O dobrą pizzę we Wrocławiu nietrudno, ale makarony to inna bajka. W tej kategorii mamy oczywiście liderów, czyli Ragu i depczące im po piętach dziewczyny z Pici Pasta Wratislavia… a potem długo, długo nic. Byłam więc szalenie ciekawa, jak ta działka w menu wypadnie w Brusco, zwłaszcza, że konkuruje ze znaną i lubianą pizzą. W Niezłym Dymie nie byłam długo, więc mile zaskoczyło mnie poszerzenie karty pizzy o sporo pozycji mięsnych. Szczęśliwie w menu pozostał placek z chorizo i miodem, który darzę dużym sentymentem.
Po przejrzeniu menu na nasz stół trafiły dwie przystawki, czyli paluchy z pizzowego ciasta i oliwki oraz raviolo nadziane szpinakiem. Do nich dobraliśmy pizzę z salami i cebulową konfiturą oraz diabelskie gnocchi z 'ndują. Zazwyczaj nie przepadam za pikantnymi dodatkami, ale diabelna ostrość tej kiełbasy idzie w parze z naprawdę świetnym smakiem.
Brusco było pierwszą restauracją, którą odwiedziłam po przywróceniu możliwości ich działania. Ten fakt mógł nieco podkręcić mój entuzjazm, nie mniej mogę powiedzieć z czystym sumieniem – od bardzo dawna nie jadłam tak fenomenalnego posiłku. Gnocchi uwielbiam i zamawiam wszędzie, gdzie to możliwe, a tutejsze były idealnie miękkie i sprężyste, skąpane w lekko pikantnym sosie ze sporą dawką parmezanu i przepyszną 'ndują, której ilość i ostrość były, na mój gust, idealne. Z pozoru niewielka porcja okazała się bardzo sycącą, chociaż gdyby magicznie się podwoiła, to pewnie zjadłabym i drugą.

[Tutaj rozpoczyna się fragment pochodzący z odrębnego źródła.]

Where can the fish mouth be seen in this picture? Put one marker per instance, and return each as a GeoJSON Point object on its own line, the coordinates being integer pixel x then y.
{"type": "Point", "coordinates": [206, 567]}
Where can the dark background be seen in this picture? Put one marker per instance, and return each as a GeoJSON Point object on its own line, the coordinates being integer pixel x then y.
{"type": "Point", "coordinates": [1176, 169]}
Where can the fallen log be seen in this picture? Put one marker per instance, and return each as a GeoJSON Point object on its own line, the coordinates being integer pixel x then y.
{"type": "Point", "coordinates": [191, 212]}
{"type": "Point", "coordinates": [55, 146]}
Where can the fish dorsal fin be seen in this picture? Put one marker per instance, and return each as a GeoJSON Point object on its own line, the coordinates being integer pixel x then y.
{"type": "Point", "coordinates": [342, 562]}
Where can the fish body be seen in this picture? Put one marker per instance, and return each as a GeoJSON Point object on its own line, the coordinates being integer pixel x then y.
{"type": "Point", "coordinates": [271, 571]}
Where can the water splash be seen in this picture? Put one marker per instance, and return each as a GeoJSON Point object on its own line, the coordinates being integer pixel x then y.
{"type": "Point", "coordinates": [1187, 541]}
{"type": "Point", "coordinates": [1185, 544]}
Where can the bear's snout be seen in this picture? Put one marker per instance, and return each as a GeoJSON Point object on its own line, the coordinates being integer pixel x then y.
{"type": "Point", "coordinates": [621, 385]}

Raviolo było przyrządzone książkowo – mięciutkie, z płynnym środkiem, skryte pod parmezanowym śniegiem, idealnie kremowe, wytrawne i delikatne. Niepozorne paluchy z pizzowego ciasta tez zasługują na ogromne pochwały, zwłaszcza, że na tym blogu gluten jest kultowy i wobec glutenu ma się wysokie wymagania. Były sprężyste, chrupiące i przepięknie przypieczone, czyli dokładnie takie, jak lubimy.
Pizza zasługuje na czwórkę z plusem, bo w międzyczasie wrocławski światek pizzerii nieco mnie rozpieścił i placki bez pękatych wyrośniętych rantów niestety nie robią już na mnie aż takiego wrażenia. Nie mniej połączenia smaków pozostają jednymi z najciekawszych we Wrocławiu, a jakość składników utrzymuje się na niezmiennie wysokim poziomie.

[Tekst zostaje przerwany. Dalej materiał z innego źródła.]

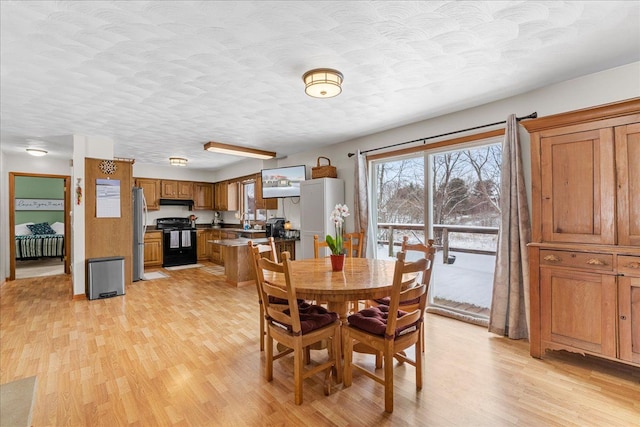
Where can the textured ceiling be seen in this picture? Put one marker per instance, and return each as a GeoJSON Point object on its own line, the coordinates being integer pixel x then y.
{"type": "Point", "coordinates": [161, 78]}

Kropką nad „i” był flagowy trunek lokalu, który zainspirował jego nazwę, czyli subtelnie musujące, delikatnie słodkie czerwone wino Lambrusco. W wersji schłodzonej zdecydowanie będzie moim flagowym trunkiem na lato 2020.
Ewolucja, jaką przeszedł Happy Little Truck pokazuje, że zmiany procentują, a ryzyko popłaca. Brusco trafia do ścisłej czołówki moich ulubionych lokali we Wrocławiu, nie tylko dzięki jedzeniu, ale też kameralnej, niezobowiązującej atmosferze.